Greek bank review holds key to 3-billion-euro payment, EU says
Greek Prime Minister Alexis Tsipras will need to enact banking-sector reforms to unlock 3 billion euros ($3.4 billion) in bailout funds set aside for Europe’s most indebted nation, according to Thomas Wieser, head of the Euro Working Group.
The money is slated to be paid out in two installments if Tsipras and euro-area nations can reach a deal on specific conditions for release, Wieser, who prepares euro-area finance ministers’ meetings, said in an interview on Monday in Brussels.
Those funds “are tied to two lists of milestones which have to be implemented over the coming weeks or two months – this is what one has to agree with him on, what are the milestones, what are the important reforms that he has to undertake,” Wieser said. “The second set of these milestones will be tied to financial-sector governance and financial-sector reform.”
Greece also needs to recapitalize its struggling banks, a process that includes complying with a first review of the aid program, before Nov. 15 when some of the 25 billion euros the bailout agreement allotted to the lending sector expires. Tsipras’s government could fulfill the financial part of that first review early in order to make the tight timeline dictated by the rescue accord, according to a euro-area official, who asked not to be named citing policy.
Euro-area finance ministry deputies are due to meet on Sept. 24 to start discussions on the reforms, though decisions probably can’t be taken until Greece forms its new government following elections over the weekend, according to two EU officials. The first installment of the 3 billion euros may focus on changes such as administrative and pension reforms, the officials said.
The money is the last piece of 26 billion euros released immediately after Greece won its third bailout, and it’s already won initial approval from Germany and other countries whose national parliaments must consent to aid payouts.

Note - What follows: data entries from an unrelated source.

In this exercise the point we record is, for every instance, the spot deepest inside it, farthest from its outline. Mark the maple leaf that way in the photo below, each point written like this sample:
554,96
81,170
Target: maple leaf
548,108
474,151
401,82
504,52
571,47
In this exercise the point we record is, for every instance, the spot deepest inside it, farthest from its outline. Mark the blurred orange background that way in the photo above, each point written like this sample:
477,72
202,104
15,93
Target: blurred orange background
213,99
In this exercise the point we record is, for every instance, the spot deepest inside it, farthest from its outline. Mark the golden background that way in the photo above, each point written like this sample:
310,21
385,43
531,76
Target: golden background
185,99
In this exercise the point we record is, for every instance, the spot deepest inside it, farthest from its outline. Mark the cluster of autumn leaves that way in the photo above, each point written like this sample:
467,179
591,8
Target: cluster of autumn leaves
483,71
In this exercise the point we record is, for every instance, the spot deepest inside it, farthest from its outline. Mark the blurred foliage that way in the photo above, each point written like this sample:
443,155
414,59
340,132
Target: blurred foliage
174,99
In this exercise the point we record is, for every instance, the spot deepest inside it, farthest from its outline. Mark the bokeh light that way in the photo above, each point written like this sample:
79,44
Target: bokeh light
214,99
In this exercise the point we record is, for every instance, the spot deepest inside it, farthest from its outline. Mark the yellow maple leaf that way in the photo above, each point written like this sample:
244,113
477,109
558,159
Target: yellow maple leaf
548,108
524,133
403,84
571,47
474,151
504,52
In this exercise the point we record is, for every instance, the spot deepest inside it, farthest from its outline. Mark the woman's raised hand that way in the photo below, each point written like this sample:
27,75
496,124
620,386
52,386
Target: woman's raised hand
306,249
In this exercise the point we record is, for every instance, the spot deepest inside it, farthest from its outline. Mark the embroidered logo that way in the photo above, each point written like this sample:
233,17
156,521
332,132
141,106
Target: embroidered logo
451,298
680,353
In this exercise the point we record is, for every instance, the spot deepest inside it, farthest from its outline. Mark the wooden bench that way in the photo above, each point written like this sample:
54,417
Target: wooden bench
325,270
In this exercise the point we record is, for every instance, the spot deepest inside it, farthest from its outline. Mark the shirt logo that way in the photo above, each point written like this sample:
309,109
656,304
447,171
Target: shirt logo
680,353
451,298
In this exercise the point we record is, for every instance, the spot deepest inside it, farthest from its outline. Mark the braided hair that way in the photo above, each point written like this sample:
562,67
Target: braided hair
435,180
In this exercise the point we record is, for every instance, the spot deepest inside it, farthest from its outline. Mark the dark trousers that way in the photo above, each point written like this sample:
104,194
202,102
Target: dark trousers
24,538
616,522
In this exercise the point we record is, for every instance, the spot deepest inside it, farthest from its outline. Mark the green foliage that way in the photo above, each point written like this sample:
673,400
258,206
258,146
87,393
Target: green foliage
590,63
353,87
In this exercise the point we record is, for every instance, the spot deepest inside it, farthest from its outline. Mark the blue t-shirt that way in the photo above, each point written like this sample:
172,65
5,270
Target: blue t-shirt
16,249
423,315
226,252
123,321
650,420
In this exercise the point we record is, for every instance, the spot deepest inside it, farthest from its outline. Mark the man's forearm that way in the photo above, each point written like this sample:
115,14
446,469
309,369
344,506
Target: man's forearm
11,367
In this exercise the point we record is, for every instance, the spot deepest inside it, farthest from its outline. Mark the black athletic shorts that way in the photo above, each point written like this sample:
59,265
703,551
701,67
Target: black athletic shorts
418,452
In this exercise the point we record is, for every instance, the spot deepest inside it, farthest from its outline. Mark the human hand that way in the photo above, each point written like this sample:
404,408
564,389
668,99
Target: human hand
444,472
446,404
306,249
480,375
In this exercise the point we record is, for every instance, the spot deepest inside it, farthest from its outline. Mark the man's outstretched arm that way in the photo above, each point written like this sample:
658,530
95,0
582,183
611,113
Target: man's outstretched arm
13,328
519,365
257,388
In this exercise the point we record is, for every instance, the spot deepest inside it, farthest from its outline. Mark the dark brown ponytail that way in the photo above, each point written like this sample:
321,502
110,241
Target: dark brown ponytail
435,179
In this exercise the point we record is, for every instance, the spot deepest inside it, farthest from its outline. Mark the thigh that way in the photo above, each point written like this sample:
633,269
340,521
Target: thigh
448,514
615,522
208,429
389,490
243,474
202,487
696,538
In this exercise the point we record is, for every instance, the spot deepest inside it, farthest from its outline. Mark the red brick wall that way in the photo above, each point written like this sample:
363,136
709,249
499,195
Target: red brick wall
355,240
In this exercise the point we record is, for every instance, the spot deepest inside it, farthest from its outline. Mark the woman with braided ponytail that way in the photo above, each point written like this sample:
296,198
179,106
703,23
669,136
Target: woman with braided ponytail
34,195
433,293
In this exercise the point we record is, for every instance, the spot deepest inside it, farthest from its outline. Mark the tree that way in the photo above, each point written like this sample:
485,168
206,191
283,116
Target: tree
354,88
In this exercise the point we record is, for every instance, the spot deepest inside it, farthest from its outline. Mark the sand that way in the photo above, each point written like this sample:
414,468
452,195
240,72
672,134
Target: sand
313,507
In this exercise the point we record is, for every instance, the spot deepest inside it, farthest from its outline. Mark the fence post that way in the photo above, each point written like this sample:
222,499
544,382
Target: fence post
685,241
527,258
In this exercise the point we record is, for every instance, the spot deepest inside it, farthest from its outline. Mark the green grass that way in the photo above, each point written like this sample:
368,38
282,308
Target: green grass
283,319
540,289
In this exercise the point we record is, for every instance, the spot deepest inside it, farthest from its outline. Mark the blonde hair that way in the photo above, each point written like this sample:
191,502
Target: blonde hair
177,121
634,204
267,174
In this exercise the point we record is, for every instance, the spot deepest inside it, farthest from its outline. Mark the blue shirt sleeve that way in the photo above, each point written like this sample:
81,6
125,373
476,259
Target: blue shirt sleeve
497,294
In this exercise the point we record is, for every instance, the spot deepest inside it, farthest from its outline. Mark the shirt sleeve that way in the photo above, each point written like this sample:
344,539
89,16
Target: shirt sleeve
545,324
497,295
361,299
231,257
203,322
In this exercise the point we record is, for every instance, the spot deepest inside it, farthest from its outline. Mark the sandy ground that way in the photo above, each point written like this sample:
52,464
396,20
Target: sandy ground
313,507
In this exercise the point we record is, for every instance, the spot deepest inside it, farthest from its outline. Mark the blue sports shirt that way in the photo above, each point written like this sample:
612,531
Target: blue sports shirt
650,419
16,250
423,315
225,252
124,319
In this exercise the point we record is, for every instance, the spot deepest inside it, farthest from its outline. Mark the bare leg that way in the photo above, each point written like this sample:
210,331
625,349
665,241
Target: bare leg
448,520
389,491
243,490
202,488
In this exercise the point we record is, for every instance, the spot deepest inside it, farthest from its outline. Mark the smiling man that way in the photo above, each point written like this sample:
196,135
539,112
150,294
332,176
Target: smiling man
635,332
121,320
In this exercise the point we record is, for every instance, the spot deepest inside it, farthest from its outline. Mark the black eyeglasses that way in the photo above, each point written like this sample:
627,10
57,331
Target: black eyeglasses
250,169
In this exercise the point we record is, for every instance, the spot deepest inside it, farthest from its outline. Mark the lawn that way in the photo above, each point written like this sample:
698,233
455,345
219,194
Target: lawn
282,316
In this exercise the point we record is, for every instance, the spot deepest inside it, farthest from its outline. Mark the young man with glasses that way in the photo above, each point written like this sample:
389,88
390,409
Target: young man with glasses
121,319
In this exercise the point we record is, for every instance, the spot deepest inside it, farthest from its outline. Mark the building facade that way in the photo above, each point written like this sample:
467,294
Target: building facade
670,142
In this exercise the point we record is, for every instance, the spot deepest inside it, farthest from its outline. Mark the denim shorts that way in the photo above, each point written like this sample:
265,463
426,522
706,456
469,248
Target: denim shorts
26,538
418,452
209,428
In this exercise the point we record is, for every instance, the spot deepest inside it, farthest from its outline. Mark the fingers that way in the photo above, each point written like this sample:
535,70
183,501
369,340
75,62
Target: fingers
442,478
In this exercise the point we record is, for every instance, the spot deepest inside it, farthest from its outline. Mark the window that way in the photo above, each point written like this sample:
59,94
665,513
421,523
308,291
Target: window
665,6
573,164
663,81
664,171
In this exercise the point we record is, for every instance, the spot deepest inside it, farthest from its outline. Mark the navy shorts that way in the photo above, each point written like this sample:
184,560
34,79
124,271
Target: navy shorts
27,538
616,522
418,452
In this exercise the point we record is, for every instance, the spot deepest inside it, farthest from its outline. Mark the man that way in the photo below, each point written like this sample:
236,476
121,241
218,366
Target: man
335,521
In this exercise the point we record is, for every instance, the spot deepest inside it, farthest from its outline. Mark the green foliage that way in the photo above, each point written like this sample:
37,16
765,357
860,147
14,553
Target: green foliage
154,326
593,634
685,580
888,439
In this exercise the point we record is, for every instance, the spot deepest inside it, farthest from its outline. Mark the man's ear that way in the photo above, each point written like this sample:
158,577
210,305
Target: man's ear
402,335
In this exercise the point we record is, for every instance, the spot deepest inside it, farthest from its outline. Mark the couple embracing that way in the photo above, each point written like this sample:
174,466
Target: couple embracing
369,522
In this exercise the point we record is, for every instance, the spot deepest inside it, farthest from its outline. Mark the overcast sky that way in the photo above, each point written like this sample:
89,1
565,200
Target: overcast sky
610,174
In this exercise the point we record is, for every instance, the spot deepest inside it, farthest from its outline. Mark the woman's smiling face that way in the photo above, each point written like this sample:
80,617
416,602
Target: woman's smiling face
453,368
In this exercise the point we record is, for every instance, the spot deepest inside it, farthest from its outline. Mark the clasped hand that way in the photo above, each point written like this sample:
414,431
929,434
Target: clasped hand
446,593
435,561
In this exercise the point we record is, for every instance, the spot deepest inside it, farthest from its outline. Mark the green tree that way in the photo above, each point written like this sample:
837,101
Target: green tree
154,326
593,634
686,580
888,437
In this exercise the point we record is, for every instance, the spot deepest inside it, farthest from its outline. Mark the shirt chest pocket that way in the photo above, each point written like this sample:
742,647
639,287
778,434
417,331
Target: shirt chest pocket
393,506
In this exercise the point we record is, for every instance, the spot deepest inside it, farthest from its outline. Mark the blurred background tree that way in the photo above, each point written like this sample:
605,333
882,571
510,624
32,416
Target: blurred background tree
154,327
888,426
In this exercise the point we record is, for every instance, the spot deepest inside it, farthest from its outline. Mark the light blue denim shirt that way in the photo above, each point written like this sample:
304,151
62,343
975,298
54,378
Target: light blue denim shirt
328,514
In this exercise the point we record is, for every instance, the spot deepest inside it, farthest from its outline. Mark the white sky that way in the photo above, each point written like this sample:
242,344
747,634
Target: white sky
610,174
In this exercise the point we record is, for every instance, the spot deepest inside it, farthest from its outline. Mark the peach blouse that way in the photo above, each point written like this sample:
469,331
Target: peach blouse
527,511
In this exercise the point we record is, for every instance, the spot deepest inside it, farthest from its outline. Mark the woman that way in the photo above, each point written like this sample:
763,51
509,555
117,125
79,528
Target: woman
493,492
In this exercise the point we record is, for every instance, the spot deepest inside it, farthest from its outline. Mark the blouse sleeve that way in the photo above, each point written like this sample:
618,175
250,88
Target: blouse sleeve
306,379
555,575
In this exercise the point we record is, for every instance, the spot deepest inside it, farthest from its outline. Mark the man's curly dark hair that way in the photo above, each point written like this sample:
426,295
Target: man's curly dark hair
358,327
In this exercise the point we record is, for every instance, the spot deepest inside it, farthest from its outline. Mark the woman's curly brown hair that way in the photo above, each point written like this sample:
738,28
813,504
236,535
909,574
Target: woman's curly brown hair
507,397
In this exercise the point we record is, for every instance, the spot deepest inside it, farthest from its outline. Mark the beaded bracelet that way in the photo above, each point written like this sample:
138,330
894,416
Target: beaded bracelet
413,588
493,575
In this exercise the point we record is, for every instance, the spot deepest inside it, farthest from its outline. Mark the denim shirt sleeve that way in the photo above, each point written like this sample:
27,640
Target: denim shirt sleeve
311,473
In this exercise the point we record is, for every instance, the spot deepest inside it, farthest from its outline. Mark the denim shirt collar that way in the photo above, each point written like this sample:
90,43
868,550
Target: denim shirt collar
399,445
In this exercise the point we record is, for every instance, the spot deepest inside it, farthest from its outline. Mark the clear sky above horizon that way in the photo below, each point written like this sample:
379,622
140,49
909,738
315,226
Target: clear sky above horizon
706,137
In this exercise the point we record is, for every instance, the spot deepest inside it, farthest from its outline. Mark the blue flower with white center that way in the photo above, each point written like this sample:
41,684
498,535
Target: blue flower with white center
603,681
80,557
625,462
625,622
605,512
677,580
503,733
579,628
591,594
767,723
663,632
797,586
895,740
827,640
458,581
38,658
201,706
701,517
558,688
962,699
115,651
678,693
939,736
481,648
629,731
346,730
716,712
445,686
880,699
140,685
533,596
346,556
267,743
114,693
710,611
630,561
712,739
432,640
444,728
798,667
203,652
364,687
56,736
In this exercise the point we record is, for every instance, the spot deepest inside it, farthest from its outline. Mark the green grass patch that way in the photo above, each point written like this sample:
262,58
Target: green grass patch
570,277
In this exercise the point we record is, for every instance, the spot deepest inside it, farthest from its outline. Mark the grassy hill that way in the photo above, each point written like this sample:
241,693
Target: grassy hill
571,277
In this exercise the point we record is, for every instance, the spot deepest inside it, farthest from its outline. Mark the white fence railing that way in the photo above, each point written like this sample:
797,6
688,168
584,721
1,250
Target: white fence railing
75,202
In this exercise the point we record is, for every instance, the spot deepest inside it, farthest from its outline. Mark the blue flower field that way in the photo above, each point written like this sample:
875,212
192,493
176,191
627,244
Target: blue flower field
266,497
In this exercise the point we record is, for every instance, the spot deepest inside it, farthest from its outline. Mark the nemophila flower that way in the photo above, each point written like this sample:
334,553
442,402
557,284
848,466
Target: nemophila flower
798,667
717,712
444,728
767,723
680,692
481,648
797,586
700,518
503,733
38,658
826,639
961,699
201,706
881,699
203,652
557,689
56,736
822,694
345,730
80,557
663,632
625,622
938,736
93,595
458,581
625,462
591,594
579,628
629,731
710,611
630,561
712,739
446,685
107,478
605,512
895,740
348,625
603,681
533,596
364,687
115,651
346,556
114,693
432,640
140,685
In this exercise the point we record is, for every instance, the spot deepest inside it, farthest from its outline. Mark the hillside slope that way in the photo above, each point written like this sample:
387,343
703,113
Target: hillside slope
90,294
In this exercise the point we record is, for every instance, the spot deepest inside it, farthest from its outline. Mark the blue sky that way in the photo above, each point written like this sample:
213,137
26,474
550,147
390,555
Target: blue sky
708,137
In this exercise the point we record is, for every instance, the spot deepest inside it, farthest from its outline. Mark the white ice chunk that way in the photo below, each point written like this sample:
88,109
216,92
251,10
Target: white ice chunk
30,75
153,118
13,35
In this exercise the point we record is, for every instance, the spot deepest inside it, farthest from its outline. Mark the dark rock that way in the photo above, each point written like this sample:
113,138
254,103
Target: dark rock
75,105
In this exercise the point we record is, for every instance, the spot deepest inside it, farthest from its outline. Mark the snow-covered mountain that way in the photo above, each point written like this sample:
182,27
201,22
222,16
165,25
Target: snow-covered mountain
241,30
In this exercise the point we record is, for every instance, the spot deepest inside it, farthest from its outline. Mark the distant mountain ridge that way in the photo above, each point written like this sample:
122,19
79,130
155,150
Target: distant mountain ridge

The rest of the 86 billion-euro rescue package is locked up more securely; to tap another chunk, Tsipras would have to shepherd his nation successfully through the first program review, currently slated to start in October and requiring renewed talks with the International Monetary Fund.
Euro-area leaders and finance ministers put a tight timeline on the banking sector when hammering out the bailout in July and August. The deal requires Greece’s four biggest banks to undergo an asset quality review and stress test – now under way – so the banks can be recapitalized before the end of the year if needed.
Wieser said Monday that the funds would be available if needed. “I am confident that the groundwork for the recapitalization between here and mid- or end-November will be there,” he said, adding that the review, performed by the European Central Bank, was on track to finish in October so the banks’ capital needs could be determined.
Greece’s obligations were spelled out, without specific timelines, by euro-area leaders in July, after weeks of fraught meetings that set the stage for the eventual deal in August. The leaders ordered Greece to change the way it handles bad loans and to clean up personnel regulations for the country’s Hellenic Financial Stability Fund.
Greece will have to “adopt the necessary steps to strengthen the financial sector, including decisive action on non-performing loans and measures to strengthen governance of the HFSF and the banks, in particular by eliminating any possibility for political interference especially in appointment processes,” the July summit statement said.